Схожую по сути мысль повторила и направленная Литвинову, находившемуся в те дни в Лондоне, директива ПБ от 22 марта. Она рекомендовала главе советского внешнеполитического ведомства использовать переговоры стран — участниц Локарнского соглашения, проходившего в британской столице, для того, чтобы предложить Германии присоединиться к франко-советскому пакту. Сделать это «в том расчете, чтобы Англия, Франция или Германия сами вынуждены были предложить в качестве компромисса пакт о ненападении между СССР и Германией. В этом случае Вы могли бы согласиться на этот пакт, имея в виду, что пакт о ненападении есть в то же время пакт о неоказании какой-либо поддержки агрессору, и что пакт теряет силу, если одна из сторон нападает на третье государство».
Таким образом Советский Союз решил подстраховать себя. Обеспечить собственную безопасность на тот случай, если бы Германия напала бы лишь на СССР, а Франция не стала бы спешить с той военной помощью, которую призвана была оказать в соответствии с пактом. Осталась бы на позиции умиротворения.
Однако к столь крайней мере прибегать в те дни не пришлось. Интервью, данное Молотовым и выразившее твердую позицию СССР, его безусловную готовность придти на помощь своему союзнику даже в случае нейтралитета Польши, сыграло свою роль. 27 марта в Париже произошло то, чего Москва ожидала почти год. Фланден и Литвинов обменялись ратификационными грамотами франко-советского договора, что в соответствии с международным правом и узаконивало вступление его в силу. А 1 апреля и правительство Великобритании официально гарантировало Франции свою военную помощь при нападении на нее Германии.

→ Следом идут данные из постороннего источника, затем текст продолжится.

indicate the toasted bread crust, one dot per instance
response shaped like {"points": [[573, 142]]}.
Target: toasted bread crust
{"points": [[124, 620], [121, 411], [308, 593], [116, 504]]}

Так в Европе возникла, наконец, хотя и сложная, громоздкая, но все же выглядевшая достаточно надежной новая система безопасности. Система, призванная сдержать агрессивные устремления нацистов, но в основе которой лежали интересы только Франции. Ведь лишь она одна отныне была связана договорами о взаимопомощи — отдельно с Великобританией, СССР, странами Малой Антанты. В этом-то и заключался основной порок возникшей системы безопасности: она целиком и полностью зависела от воли к сопротивлению только Парижа.
Но, пожалуй, все эти весьма нелегкие проблемы отступили на второй план, перестали, выглядеть столь уж неразрешимыми, ибо начал претворяться в жизнь призыв VII конгресса Коминтерна, выдвинутый год назад — к единству действий социалистов и коммунистов в рядах единого фронта для совместной борьбы против фашизма и угрозы войны. Народные фронты, на которые столь рассчитывали в Кремле, становились реальностью и вскоре могли в корне изменить политическую ситуацию в Европе.